JN. : (...)Através do meu irmão, ele conhecia um pessoal que comentou com ele que tinha uma invasão e que o pessoal estava vendendo terreno. Aí nós viemos, olhamos e gostei. Não é que gostei, precisava, morava de aluguel.(...). Aquele tempo, tinha uma poupança, tirei tudo de lá, o dinheiro que tinha recebido da firma que eu tinha saído. Aí comprei.”

(....) A maioria invadiu realmente, só que eu tinha medo. Então deixei acalmar e quando acalmou as coisas, procurei o dono, o dono da Klekin. Aí o rapaz que estava vendendo e compramos.”

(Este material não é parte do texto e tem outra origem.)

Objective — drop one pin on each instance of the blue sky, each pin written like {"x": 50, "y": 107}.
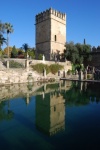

JR.: “O pessoal falava né, eu perguntava: Onde tinha terreno mais barato por aqui, tal, assim. Falaram: tem uma invasão lá, que o pessoal tá fazendo invasão. Mas quem era o invasor? (perguntei). Lá não tem invasor, falaram. O pessoal se reúne e cada um pega um terreninho para ele. Não pode pegar terreno mais e paga um para ele. Aí eu vim para aqui e cheguei aqui e peguei um para mim, até foi o contrário, eu comprei, paguei R$100,00 reais do início. (...) Eu comprei dele e não se encontra aqui no meio de nós, já vendeu. (...)Daqui pra frente fui ficando aqui, depois entramos em acordo com o pessoal e abrimos a associação.”

C: “A comunidade tomou conhecimento de que pessoas estavam vendendo terras e todos se dirigiam para lá porque existia uma associação que estava vendendo terra. (...) Eu também tomei conhecimento dessas terras e fui para lá e também comprei. (...) Documentos muito perfeitos, certo? Todos registrados em cartórios, a falcatrua era tão perfeita que, não deixava a desejar de jeito nenhum sabe?(...). E a gente que é muito leiga nessas coisas e a gente acreditou. (...)

Não, a associação dos grileiros, dos loteadores, dos invasores da terra começou em 1990/92, foi quando a gente apareceu. A associação dos loteadores chamava-se Associação de Amigos de Bairros Jova Rural II, certo? E foi quando a gente entrou como adquirente de lote,né. Todos nós lá éramos adquirente. A parte do Felicidade já foi mais uma ocupação. E nós fomos adquirente e nós compramos dele. Então aí,no começo não era muitos, eram poucos, porque muitos não tinham a geladeira, o fogão para trocar ou para negociar uma parte em dinheiro. Então foi menos gente, mas hoje a área está totalmente tomada sabe, a ponto de não ter um local para a gente fazer um posto de saúde. E a união dos moradores do Portal II se deu em l995, fomos eleitos no meio da rua. Na época tinha até um político, Henrique Pacheco, que estava lá junto com a comunidade, deu o maior apoio, fez um trabalho grande na área junto com a gente; onde a gente foi eleita no meio da rua e estamos lá até hoje lutando pelo direito do cidadão.”

Muitos confirmam que o bairro era só mato e eucalipto. Outros até colocam que era uma fazenda. Outros ainda declaram saber que era propriedade de uma empresa de água mineral, a Klekin. Ou ainda que era uma fazenda da empresa Klekin, que tinha muitos herdeiros. A imagem abaixo dá uma idéia da área original:

Figura 2 – imagem da gleba antes da ocupação (1992). Acervo pessoal de entrevistado

No início, os próprios moradores foram dividindo os lotes. Uns acamparam no lote para uso próprio. Alguns pioneiros, porém, “se apossaram” de alguns lotes para comercializá-los, tornando-se “loteadores”.